This is the worry of globally-available USD stablecoins.
By swapping the volatility from crypto to lower USD volatility, they effectively create a funnel from riskier currencies into dollars.
Which is the same state that previously existed... except now facilitated by the crypto industry's global accessibility/UX and with less international regulation.
Blessing USD stablecoins at the US federal level was a smart move (from the US-perspective) as it creates a much bigger demand for dollars, and if the US didn't do it then China or OPEC would have eventually gotten around to it as an end-run around dollar hegemony.
Winners:
- Crypto industry (more volume to skim)
- US Treasury (more demand for debt)
Losers:
- Countries with less-stable currencies (lose further control of monetary policy)
- China / OPEC (miss opportunity to push dedollarization further)
TBD:
- Money laundering (once volume grows, KYC and traceability will follow)
The total stablecoin marketcap is not that high relative to US debt, and open question whether they're actually buying all the treasuries they claim. Tether has never been audited.
> The GENIUS Act requires permitted payment stablecoin issuers to maintain reserves backing outstanding payment stablecoins on at least a one-to-one basis, and provides that reserves may only consist of certain specified assets, including US dollars, federal reserve notes, funds held at certain insured or regulated depository institutions, certain short-term Treasuries and Treasury-backed reverse repurchase agreements, and money market funds.
> In addition, the GENIUS Act requires stablecoin issuers to provide monthly public reporting as to the composition of their reserve portfolios on their website, and requires larger issuers (with more than $50 billion in consolidated total outstanding issuance) to publish annual audited financial statements. These monthly reports must be examined by a registered public accounting firm, and the CEO and CFO of a permitted payment stablecoin issuer must certify the accuracy of these reports to the primary federal payment stablecoin regulator or state payment stablecoin regulator, as applicable.
This point is conveniently missing. There's simply more money to be made! Now get out of here with your nonsense ideas of decentralizing money. It's bad for business.

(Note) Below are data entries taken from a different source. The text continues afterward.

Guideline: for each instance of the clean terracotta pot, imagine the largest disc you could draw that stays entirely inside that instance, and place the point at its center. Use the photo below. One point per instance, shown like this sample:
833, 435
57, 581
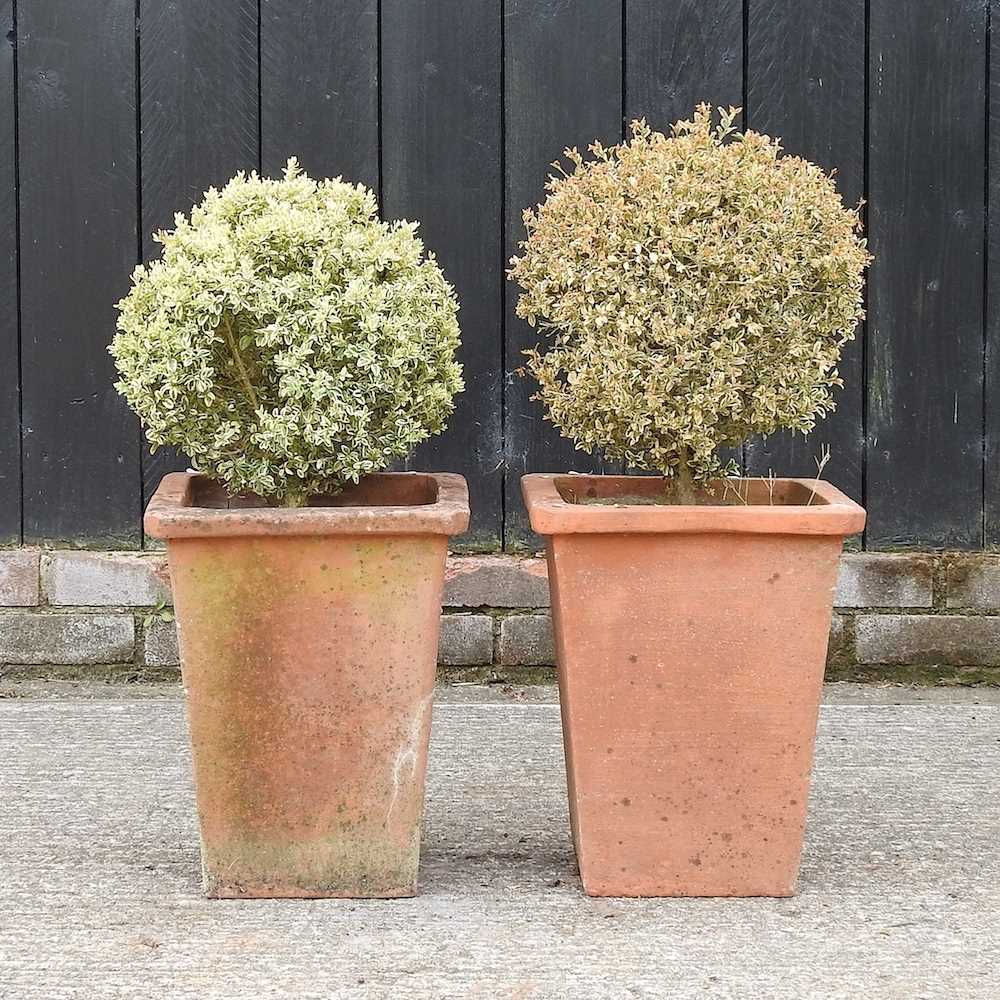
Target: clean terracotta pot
691, 642
308, 645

The power of not needing companies like PayPal does not preclude them from offering services that ease its use.
The benefit comes from having the option to go elsewhere. A business that cannot lock you in is more likely to try to retain your custom by offering a good service.
That is the point! You don't need companies like Paypal... Companies often offer services that are "not needed" because people like convenience, ease of use, etc.

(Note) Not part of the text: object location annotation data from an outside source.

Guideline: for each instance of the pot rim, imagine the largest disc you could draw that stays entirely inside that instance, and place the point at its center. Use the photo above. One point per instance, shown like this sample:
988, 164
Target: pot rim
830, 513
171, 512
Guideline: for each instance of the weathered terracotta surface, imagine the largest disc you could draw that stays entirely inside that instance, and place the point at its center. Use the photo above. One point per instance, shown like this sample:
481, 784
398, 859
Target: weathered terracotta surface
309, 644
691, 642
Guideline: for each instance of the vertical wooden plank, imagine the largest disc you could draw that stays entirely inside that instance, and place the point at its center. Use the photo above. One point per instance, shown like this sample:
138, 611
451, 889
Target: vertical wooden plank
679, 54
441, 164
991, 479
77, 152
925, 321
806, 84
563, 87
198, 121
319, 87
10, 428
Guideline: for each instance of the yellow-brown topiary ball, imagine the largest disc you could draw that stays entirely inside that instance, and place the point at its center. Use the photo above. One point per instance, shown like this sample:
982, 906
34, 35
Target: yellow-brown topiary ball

You don't need Paypal to use Bitcoin, but there's nothing in the spec that prohibits it.
I think their point is that in the end, most people want convenience. That convenience requires centralization, which eliminates a lot of the supposed benefits that something like cryptocurrencies were promoted with. We've already seen it play out very poorly several times in crypto already.

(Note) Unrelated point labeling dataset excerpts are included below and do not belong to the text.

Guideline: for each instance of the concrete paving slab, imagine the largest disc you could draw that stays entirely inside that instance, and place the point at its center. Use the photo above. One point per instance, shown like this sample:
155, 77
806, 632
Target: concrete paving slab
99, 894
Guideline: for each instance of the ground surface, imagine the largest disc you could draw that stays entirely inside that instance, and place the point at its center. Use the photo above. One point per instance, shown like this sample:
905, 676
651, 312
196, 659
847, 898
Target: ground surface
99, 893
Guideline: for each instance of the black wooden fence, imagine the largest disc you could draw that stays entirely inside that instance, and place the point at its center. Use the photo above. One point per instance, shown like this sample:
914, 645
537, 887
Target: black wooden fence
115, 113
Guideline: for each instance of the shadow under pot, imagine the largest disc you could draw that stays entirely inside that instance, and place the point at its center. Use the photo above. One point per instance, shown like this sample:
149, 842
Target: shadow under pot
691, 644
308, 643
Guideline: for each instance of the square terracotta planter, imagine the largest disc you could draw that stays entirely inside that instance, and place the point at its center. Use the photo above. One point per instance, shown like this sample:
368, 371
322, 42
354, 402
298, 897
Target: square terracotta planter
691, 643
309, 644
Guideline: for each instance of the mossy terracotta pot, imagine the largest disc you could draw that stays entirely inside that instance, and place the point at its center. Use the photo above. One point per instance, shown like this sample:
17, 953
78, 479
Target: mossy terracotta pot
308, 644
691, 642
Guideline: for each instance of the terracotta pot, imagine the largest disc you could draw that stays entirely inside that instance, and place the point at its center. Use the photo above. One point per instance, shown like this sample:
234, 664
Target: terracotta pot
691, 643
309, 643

This adds convenience because I can instantly send ETH from Robinhood to PayPal to Coinbase to my Ledger, without dealing with banking rails or creating a taxable event.
It's not that simple, there's a niuance there - tradeoffs are to to be made if we want to have a decentralized system; it will not scale to the whole planet, if running a node is accessible; and it must be so, otherwise it's not decentralized.
The reality is, we will have a mix of custodian - through third-party - and self-sovereign usage; depending on the context and user's skill
The Internet is decentralized but most of us use ISPs to connect to it. Most of can't access the Internet without these companies.
In practice, the word "decentralized" just speaks to whether anyone can join in the protocol if they want. But it doesn't mean the protocol is easy to implement.
Once upon a time, their corporate and developer sites were x.com even, before they moved to a more professional domain and later sold that one back to Elon.
Someone mentioned this kind of thing in the npm breeches last week. You get desensitized to non-standard “official” urls and it makes it easier for phishers.
Title: PayPal [..] Reimagining How Money Moves to Anyone, Anywhere.
Text: PayPal users in the U.S. can begin [..] today, with international expansion [..] starting later this month.
So immediately out of the box it is exactly NOT for "anyone" and NOT "anywhere".
This is contagious: a couple of years ago Gnosis tried to launch their Gnosis Card[1] on Berlin DappCon with the exact same slogan: "Anyone, anywhere" while only accepting applications from a select group of people living in select EU countries.
I have had discussion with their CEO right there regarding this marketingspeak but he did not seem to grasp what's the problem at all here.
Well in fairness they have "reimagined" how money moves to anyone anywhere, they just haven't changed it yet. Plus they used a verb tense suggesting the process is ongoing. If they said "we just changed how money moves to anyone anywhere" then that would be inaccurate, but that's not what they said.
I’ve happily avoided Paypal in the last .. 6 years or so. Ever since Revolut came up with disposable cards I’m much less hesitant to give my card details to someone, also PP never stopped being shady and user-hostile in the meantime.
So I’ll continue to avoid them in the next 6 years as well.
One of the reasons I don't think crypto can succeed is because people will only use it if it's convenient, which very likely means corporate involvement, which of course ultimately defeats the whole argument of being decentralized.
Without convenience it will not be successful as a common currency. It does not need convenience to succeed in other ways. For example, as a store of value.
Oh absolutely. They even explain it right in the press-release: "users in the U.S. can [...] with international expansion [...] starting later this month".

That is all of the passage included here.